I spent months marooned up there for long evenings last winter, tidying it up. How could there still be so much excess paper?  But there is.

So I am in Phase 2 of The Cull; I was too gentle the first time.

But amid the trash, I find treasure. I found a bulletin from the funeral of a work colleague who died in 1997. On the back was a little poem that I love, written by Stan H. Smith. Stan was the executive director of an agency called New Leaf--Living and Learning Together. He died a few years ago. I wanted to share the poem here, but I didn't know the context in which I would share it. Tonight as I was driving, listening to the radio, I got the answer.

The CBC radio program Revision Quest was playing. (You can listen to the show as a podcast by going to CBC Radio .) The show was about the Truth and Reconciliation Commission and its recent meeting in Winnipeg, Manitoba; where there is a platform for aboriginal survivors of the residential school system in Canada to tell their stories (telling The Truth,) and in doing so, take a step towards healing (Reconciliation.)

The host, Darrell Dennis, told of a man who as a child had run away from his school and walked 56 km back to his home. When he arrived there, the people in his community were shocked. They had not seen a child for a long time. But he was only there for a few days before he was forced to go back to the school by the authorities.

I listened to the voice of a woman who is a multi-generational survivor of the residential school system. She came from southern Alberta. She spoke her name in her First Nations language, and then her anglicized name. Her Indian name is Star Woman and her grandparents, parents, and she, had all endured separation from family and abuse within the system. It was hard to hear the devastation she described and the addictions, broken relationships and abuse she endured.

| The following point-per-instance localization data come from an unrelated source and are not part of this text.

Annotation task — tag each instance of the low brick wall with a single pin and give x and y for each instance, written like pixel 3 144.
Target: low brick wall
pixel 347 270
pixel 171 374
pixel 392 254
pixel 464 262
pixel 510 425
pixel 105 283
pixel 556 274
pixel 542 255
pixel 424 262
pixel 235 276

She had felt worthless and said that she was unable to forgive the people who perpetrated her abuse; until she met her Creator, the Lord Jesus Christ. Through her Roman Catholic faith she learned and accepted that she is loved unconditionally by God, and forgiven. Although it was difficult, she forgave her parents for the physical abuse they inflicted on her. She was able to acknowledge that they were broken human beings who made mistakes, as she had also made mistakes. She is working towards forgiving other perpetrators of abuse in her own community.

Star Woman brought a gift to the meeting in Winnipeg. She gave her moccasins. She said that she brought them on behalf of those who had traveled the path before her and made this day possible.

So here is Stan's poem, with which I honour Star Woman:

Consider, as you pass this way,

How smooth the road!

Remember, as you go, those who have gone before

And, as they passed, removed a pebble

from the path

To ease the way for those who followed.